RegXon
RegXon is a powerful validator, sanitizer and content parser that you're searching for decades.
Installation
pip install regxon
Usage
from regxon.common import Regxon
regxon = Regxon()
General Validation
General validation includes email, domain, url and ipv4.
Validate Email
from regxon.common import Regxon
regxon = Regxon()
regxon.is_email('xyz@.com') # None
regxon.is_email('xyz@cpx.com') # returns a proper Match object; you can grab the match with `.string`
Validate Domain
from regxon.common import Regxon
regxon = Regxon()
regxon.is_domain('xyzcom') # None
regxon.is_domain('xyz.com') # returns a proper Match object; you can grab the match with `.string`
Validate URL
from regxon.common import Regxon
regxon = Regxon()
regxon.is_url('xyz.com') # None
regxon.is_url('https://xyz.com') # returns a proper Match object
Validate HTTP URL
from regxon.common import Regxon
regxon = Regxon()
regxon.is_http_url('xyz.com') # None; returns None if the url is not http
regxon.is_http_url('ftp://xyz.com') # None; returns None if the url is not http
regxon.is_http_url('http://django.c') # None; returns None because `.c` is not a valid domain
regxon.is_http_url('https://xyz.com') # returns a proper Match object; you can grab the match with `.string`
Validate IP
from regxon.common import Regxon
regxon = Regxon()
# 1, 2 both are same and return a proper Match, as default schema is ""

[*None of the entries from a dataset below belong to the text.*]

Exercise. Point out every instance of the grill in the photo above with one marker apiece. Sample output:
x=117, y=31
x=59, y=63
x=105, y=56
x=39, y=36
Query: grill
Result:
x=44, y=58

regxon.is_ipv4('127.0.0.1') # 1
regxon.is_ipv4('127.0.0.1', schema='') # 2; matches because 127.0.0.1 has no schema
regxon.is_ipv4('http://127.0.0.1') # returns None as schema is not matched; "http" != ""
regxon.is_ipv4('http://127.0.0.1', schema='') # returns None as schema is not matched; "http" != ""
regxon.is_ipv4('http://127.0.0.1', schema='http') # returns a proper Match
regxon.is_ipv4('https://127.0.0.1', schema='http') # returns None as schema is not matched; "https" != "http"
Validate Phone Number
from regxon.common import Regxon
regxon = Regxon()
regxon.is_phone('+91 1234567890') # returns a proper Match object; you can grab the match with `.string`
HTML Sanitization and Validation
RegXon provides a powerful HTML sanitizer and validator that you're searching for decades. It's a combination of html5lib and beautifulsoup4.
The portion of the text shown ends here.